A substantial body of evidence indicates a positive correlation between dyslipidemia and an elevated risk of chronic kidney disease, with renal interstitial fibrosis frequently serving as a common pathway in the advanced stages of chronic kidney disease progression. Hydrogen has anti-inflammatory and antioxidant properties, and magnesium hydride nanoparticle is a material with high hydrogen storage capacity. Magnesium hydride -fortified feed is capable of releasing hydrogen gas steadily and continuously within the digestive tract. A 12-week high-fat diet significantly elevated the serum urea and creatinine levels in mice. In contrast, dietary addition of magnesium hydride demonstrated a notable protective effect against pathological conditions. Additionally, magnesium hydride -fortified feed was found to reduce renal fibrosis and thereby improve renal function. In support of these findings, an in vitro study utilizing human kidney cortical proximal tubule epithelial cells (HK-2 cells) exposed to palmitic acid under conditions mimicking a high-fat diet confirmed the renoprotective effects of magnesium hydride.

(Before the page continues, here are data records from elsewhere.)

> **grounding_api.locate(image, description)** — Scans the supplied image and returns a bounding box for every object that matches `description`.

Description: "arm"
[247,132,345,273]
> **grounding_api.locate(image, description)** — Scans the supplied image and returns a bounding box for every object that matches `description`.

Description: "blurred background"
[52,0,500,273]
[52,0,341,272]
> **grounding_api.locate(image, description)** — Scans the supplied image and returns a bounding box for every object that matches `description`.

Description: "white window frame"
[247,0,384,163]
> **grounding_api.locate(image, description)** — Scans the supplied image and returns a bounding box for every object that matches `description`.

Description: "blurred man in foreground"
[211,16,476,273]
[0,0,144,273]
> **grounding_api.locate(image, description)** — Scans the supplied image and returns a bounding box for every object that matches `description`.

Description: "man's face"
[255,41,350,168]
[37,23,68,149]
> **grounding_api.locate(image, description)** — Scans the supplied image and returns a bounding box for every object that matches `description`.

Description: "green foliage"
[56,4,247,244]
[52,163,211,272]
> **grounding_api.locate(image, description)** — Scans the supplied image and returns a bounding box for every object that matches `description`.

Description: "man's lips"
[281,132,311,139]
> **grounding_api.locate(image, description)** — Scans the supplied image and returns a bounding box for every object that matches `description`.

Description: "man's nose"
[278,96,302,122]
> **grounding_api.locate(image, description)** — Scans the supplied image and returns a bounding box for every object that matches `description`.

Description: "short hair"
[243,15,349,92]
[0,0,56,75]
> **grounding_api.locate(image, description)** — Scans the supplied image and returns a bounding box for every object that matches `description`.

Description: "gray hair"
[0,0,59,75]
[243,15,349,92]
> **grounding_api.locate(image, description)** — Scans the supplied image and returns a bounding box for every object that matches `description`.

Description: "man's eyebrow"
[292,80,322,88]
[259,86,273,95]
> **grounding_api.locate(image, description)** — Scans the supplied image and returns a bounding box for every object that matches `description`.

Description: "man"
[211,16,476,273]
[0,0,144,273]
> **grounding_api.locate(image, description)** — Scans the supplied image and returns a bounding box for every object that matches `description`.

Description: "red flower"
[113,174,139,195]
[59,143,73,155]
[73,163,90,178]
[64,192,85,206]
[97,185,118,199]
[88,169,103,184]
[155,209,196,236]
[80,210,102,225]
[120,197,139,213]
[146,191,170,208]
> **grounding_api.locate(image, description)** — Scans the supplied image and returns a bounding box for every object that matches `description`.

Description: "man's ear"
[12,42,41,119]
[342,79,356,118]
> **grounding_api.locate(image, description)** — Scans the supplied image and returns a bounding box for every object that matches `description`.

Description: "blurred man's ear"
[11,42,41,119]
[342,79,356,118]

Furthermore, the primary target phosphatase and tensin homologue deleted on chromosome 10 and the molecular mechanisms underlying the effects of magnesium hydride, specifically its ability to inhibit the transforming growth factor-beta -Smad family member 2 and 3 (Smad2/3) axis through downregulating the expression of phosphatase and tensin homologue deleted on chromosome 10, were elucidated. Additionally, overexpression of Hes family BHLH transcription factor 1 can negate the beneficial effects of magnesium hydride, suggesting that Hes family BHLH transcription factor 1 may serve as an upstream regulatory target in the context of the effects of magnesium hydride. In conclusion, this study demonstrated that magnesium hydride functions as a safe and effective hydrogen source capable of inhibiting the activation of the transforming growth factor-beta/Smad2/3 and protein kinase B/mechanistic target of rapamycin pathways by increasing the expression of phosphatase and tensin homologue deleted on chromosome 10. This mechanism counteracts the progression of high-fat diet-induced chronic renal damage.